Niewątpliwie rynek nowych mieszkań w Kielcach czekają duże zmiany. Związane jest to z wejściem w życie nowych przepisów dotyczących warunków technicznych budowy nowych inwestycji. Na ceny mieszkań na rynku pierwotnym bezpośredni wpływ będą miały przepisy, które weszły w życie po 31 grudnia 2020 roku. Nowo budowane domy muszą być skuteczniej izolowane. Można to osiągnąć poprzez zwiększenie grubości materiału izolacyjnego i/lub zastosowanie materiałów o lepszej jakości. Współczynnik przenikania ciepła U określa, jak wiele ciepła ucieka z domu na zewnątrz. Im niższa jego wartość, tym mniejsze straty ciepła.

Nowe inwestycje Kielce

nowe mieszkania Kielce


Od 1 stycznia 2021 można budować wyłącznie domy energooszczędne. W związku z tym wskaźnik zapotrzebowania budynku na nieodnawialną energię pierwotną (EP) nie może być większy niż 70 kWh/(m2*rok). Niewątpliwie zużywając energię w nowych budynkach należy maksymalnie ograniczyć straty ciepła. Należy zastosować grubszą izolację na dachy, ściany i podłogi, wykorzystać energooszczędną stolarkę okienną i drzwiową, a także odnawialne źródła energii.
Zmiana przepisów dotyczy wszystkich nowo budowanych inwestycji, domów jednorodzinnych, wielorodzinnych bloków oraz lokali użytkowych.

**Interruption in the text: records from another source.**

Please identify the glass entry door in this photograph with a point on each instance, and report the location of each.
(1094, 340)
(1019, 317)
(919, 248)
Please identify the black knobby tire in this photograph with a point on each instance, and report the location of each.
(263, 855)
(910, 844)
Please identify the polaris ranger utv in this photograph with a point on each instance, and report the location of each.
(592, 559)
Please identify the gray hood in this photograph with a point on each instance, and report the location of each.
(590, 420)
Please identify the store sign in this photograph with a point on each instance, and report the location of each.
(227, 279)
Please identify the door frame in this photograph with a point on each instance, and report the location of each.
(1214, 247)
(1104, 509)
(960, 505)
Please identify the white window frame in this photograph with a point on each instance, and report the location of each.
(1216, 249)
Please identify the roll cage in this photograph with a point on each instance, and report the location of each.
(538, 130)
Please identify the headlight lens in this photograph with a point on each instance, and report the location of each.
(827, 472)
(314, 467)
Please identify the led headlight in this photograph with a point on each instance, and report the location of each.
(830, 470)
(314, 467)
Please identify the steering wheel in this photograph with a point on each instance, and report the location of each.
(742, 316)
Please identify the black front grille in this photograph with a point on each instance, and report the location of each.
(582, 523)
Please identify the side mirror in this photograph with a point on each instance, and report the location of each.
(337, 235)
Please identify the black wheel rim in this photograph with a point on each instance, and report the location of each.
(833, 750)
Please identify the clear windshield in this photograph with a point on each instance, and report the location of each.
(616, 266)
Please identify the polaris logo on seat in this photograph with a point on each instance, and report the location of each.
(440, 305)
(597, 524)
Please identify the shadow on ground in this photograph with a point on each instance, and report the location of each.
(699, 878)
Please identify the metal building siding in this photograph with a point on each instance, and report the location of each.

Za wysokie koszty budowy inwestycji energooszczędnych ostatecznie zapłacą klienci. Ceny nieruchomości na rynku pierwotnym zdecydowanie wzrosną. Dlatego, jeżeli ktoś miał w planach zakup nowego mieszkania w 2023 roku, może warto taką decyzję przyspieszyć. W 2021 i 2022 roku na rynku w sprzedaży zapewne kupimy już tylko nowe mieszkania wybudowane według poprzednich norm technicznych. Po ich sprzedaniu na rynku pozostaną już tylko nowe inwestycje spełniające normę WT2021.

Rynek pierwotny Kielce


Wysokie koszty materiałów energooszczędnych i duży na nie popyt sprawi, że będą jeszcze droższe. Inwestorzy zmuszeni do budowania tylko drogich domów energooszczędnych zapewne odzyskają zainwestowane środki finansowe oferując nowe mieszkania na rynku pierwotnym po bardzo wysokiej cenie za metr kwadratowy. Niewątpliwie za zmiany przepisów ostatecznie zapłacą klienci.